Carter, it turns out, visits Brownsville during his reelection campaign. This is the first time we’ve known a president to come to our town, and my father says we should go see what the man has to say, as if what he has to say, good or bad, might change the fact that my father is destined to vote for him, straight ticket. But since the president comes on a Saturday, half of Brownsville also shows up to hear him speak at the college. My father and I stand in the middle of a large parking lot, barely able to see the president onstage. During his speech, Carter reminds everyone that after Judge Garza turned down the attorney general position, he appointed him to the U.S. Court of Appeals for the Fifth Circuit, making him the first Mexican American to serve in this position. Every time the president mentions Judge Garza’s name, the applause is thunderous, as if no one has figured out that the man is just saying it to get more votes. Afterward I read that the judge would have been at the rally but was out of town on business.

More years pass, and like my sister and two brothers and all my cousins, I leave Brownsville to live somewhere else. It takes another twenty years before I move back, and by this time my parents, who were never young to begin with, have retired and become elderly people. They spend their days visiting elderly friends, sometimes at their homes, sometimes in hospitals. One morning, after calling on a family friend at the nursing home, my father happens to see Judge Garza sitting in a wheelchair. The judge invites him to have a seat. He tells my father he is recovering from pneumonia, but the doctor says he should be going home soon to be with his family, which leads my father to say he is happy that his youngest son, the one who wrote a book, has come back home after so many years away and that maybe the judge would like to meet him sometime. Then, according to my father, the judge invites us both over to his house.

By now I am accustomed to my parents thinking someone wants to talk to me, when really the person is only being kind, inquiring about their children. I also have to question why the judge would invite my father to his house now, some forty years after the time it seems they first met. Perhaps his invitation is simply a gesture of appreciation from one old man to another for having kept him company during his convalescence, expressed genuinely in the moment and only later reconsidered. But as with most topics, there is no changing my father’s mind, and so late one summer afternoon, I drive us across town. This time there are no Christmas lights in the other neighborhood, and it is not even dark, so the judge’s house seems larger, the pillars more imposing.

My father has asked me to give the judge a signed copy of my book, which at first seems like a nice idea but then makes me feel awkward when we are actually standing at the double front doors and my father is trying to figure out whether to use the knocker or the doorbell.
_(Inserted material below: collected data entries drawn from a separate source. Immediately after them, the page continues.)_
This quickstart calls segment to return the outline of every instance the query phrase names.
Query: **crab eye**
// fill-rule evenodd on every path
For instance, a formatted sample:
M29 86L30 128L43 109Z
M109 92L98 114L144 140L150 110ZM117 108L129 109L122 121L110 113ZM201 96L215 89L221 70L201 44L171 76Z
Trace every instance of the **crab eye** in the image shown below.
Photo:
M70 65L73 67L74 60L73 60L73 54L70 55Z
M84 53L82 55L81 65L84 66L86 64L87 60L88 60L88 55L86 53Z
The judge’s wife opens the door and invites us in, saying they have been expecting us. In the old grainy pictures the judge looked tall, but now he bends forward as he uses a walker, assisted by two of his law clerks. My father and I drink coffee and eat cookies off a silver tray while the judge does most of the talking. Though he is still ailing, his voice resounds like that of a man who is used to being heard. The living room is ample but smaller than I used to imagine it. A large deer’s head is mounted on the wall, its face turned away but its ears cocked as if it is listening. When we run out of things to say, I hand my book to the judge and thank him for inviting us into his home. I look at my father and motion toward the door, but then the judge says he wants to give me a copy of his book, a biography of his life and career. On the cover is a photograph of him standing in the Oval Office with Kennedy and Lyndon B. Johnson.

Later that night, back on the other side of town, I open the judge’s book and notice how the slight tremor in his hand has jumbled his words. It was a thoughtful gift, but now I remember how much effort it took him to write the two or three lines. As much as I strain to make them out, they are unreadable. In fact, the only thing I can make out is his last sentence: Your dad and I are old friends.